For the SafePIT trial, we want to include 12 sites across England, with 2-3 therapists per site. We are looking to work with mental health nurses to act as therapists – we will provide training and supervision in the therapy. We will start recruiting to the trial in January 2022.

We are aiming to recruit 770 participants over the 12 sites. Each participant will attend 4 sessions of therapy over a maximum of 3 months, with the option of 2 booster sessions. The trial will be a randomised controlled trial, with half the participants receiving therapy and half receiving NICE-recommended standard care.

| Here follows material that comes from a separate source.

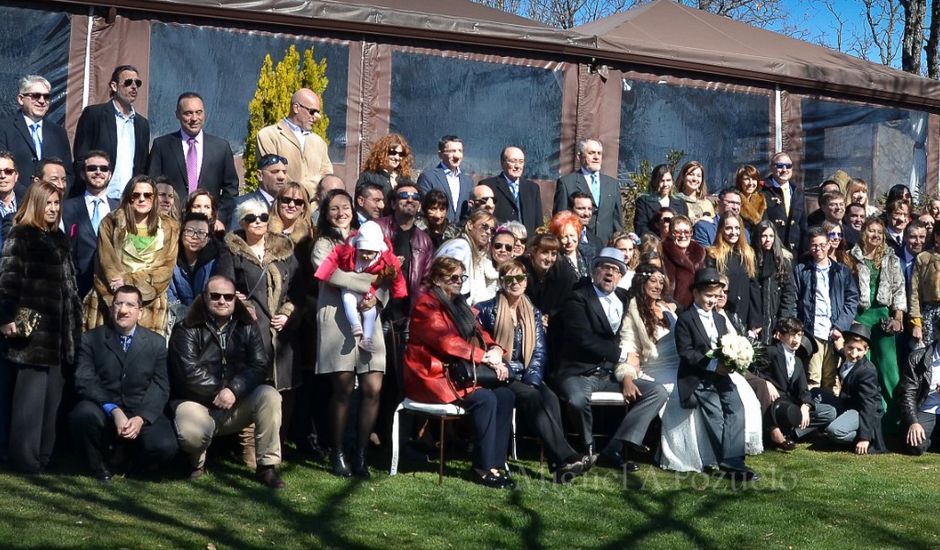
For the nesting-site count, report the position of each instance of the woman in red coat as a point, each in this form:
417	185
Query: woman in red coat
445	329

It is expected that sites opening early in the recruitment period will recruit around 80 patients, sites that join later will be expected to recruit proportionally fewer. Based on a previous study we anticipate that on average each centre will randomise 3.5 participants per month. Each therapist will see on average two new referrals per month (for ease round up to 4 participants per month; 2 go to usual care, 2 go to therapy). Recruitment is planned to commence in January 2022. Sites are planned to open in a phased process during 2022 with the last site being open by January 2023. Recruitment will continue for a further 12 months to January 2024, assuming progression criteria are achieved.

Why take part as a site?

Training will be provided to all participating therapists and to additional staff who may need to act as back-up in the event of sickness or other absence. This training and the associated supervision will increase the skill set of staff in the Trust. The general therapeutic approach will be readily modifiable to suit other presentations, and so the training will have generalisable benefits for the team.

SafePIT is funded by the NIHR Health Technology Assessment Programme and all participating Trusts receive financial support for participation from NIHR funding streams.